For responses that pass the groundedness check but contain low-confidence claims, or for responses in the "medium" composite confidence band, we queue for asynchronous human review. The response is delivered to the user with a disclosure ("This answer has been generated by AI and is pending review by a specialist"), and a human reviewer is notified to verify the response.
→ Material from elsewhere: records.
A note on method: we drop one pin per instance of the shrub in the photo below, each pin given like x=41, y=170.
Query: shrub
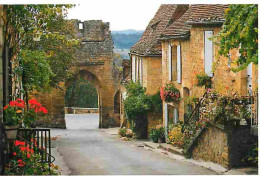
x=157, y=132
x=170, y=93
x=175, y=135
x=203, y=79
x=122, y=132
x=137, y=105
x=26, y=161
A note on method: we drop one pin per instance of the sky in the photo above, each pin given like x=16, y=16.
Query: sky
x=121, y=14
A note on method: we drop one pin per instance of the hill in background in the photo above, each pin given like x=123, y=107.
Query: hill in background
x=125, y=39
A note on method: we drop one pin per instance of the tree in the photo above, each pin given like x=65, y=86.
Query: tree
x=41, y=44
x=240, y=31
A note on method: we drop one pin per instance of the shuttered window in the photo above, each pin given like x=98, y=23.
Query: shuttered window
x=165, y=108
x=170, y=62
x=141, y=70
x=133, y=69
x=137, y=69
x=208, y=52
x=179, y=64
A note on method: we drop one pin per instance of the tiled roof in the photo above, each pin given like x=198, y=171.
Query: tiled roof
x=207, y=13
x=149, y=43
x=179, y=28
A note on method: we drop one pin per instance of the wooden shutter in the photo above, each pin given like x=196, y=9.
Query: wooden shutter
x=176, y=115
x=170, y=62
x=141, y=70
x=179, y=64
x=208, y=52
x=133, y=69
x=165, y=108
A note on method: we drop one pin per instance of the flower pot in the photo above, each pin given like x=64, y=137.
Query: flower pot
x=11, y=131
x=160, y=140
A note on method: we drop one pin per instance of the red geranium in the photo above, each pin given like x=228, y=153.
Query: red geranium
x=21, y=163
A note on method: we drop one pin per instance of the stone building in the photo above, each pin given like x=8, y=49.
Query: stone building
x=1, y=94
x=146, y=56
x=187, y=50
x=94, y=64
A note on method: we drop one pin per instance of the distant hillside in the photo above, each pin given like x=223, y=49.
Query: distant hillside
x=128, y=31
x=125, y=39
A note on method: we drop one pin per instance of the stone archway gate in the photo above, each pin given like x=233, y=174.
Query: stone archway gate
x=96, y=58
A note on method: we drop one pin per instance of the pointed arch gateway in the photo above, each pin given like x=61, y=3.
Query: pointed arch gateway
x=94, y=64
async function processResponse(
  query: string,
  modelResponse: string,
  confidence: ConfidenceResult
): Promise {
  if (confidence.compositeConfidence === 'insufficient') {
    return { type: 'no-answer', message: "I don't have reliable information about that. Contact support." }
  }

  if (confidence.compositeConfidence === 'high') {
    return { type: 'answer', content: modelResponse, reviewed: false }
  }

  if (confidence.compositeConfidence === 'medium') {
    await humanReviewQueue.add({ query, response: modelResponse, confidence })
    return {
      type: 'answer-pending-review',
      content: modelResponse,
      disclosure: 'This answer is AI-generated and pending specialist review.',
    }
  }

  // Low confidence — do not deliver the AI response
  await humanReviewQueue.add({ query, confidence, priority: 'high' })
  return {
    type: 'escalated',
    message: 'This question requires specialist review. We will respond within 24 hours.',
  }
}

Measuring the stack's effectiveness

The anti-hallucination stack needs its own metrics:

  • Hallucination rate: % of delivered responses containing at least one unsupported claim. Measured by periodic human audit of a sample of responses.
  • Suppression rate: % of queries that result in "insufficient confidence" or "escalated" rather than a delivered answer. High suppression rate means either the knowledge base is too thin or the thresholds are too strict.
  • Groundedness score distribution: The P25, median, and P75 of groundedness scores across all processed queries. A declining median signals drift in knowledge base coverage or query distribution.
  • Human review resolution time: How long it takes a reviewer to process items in the review queue. If this grows, the queue becomes a bottleneck and medium-confidence responses are stuck pending review.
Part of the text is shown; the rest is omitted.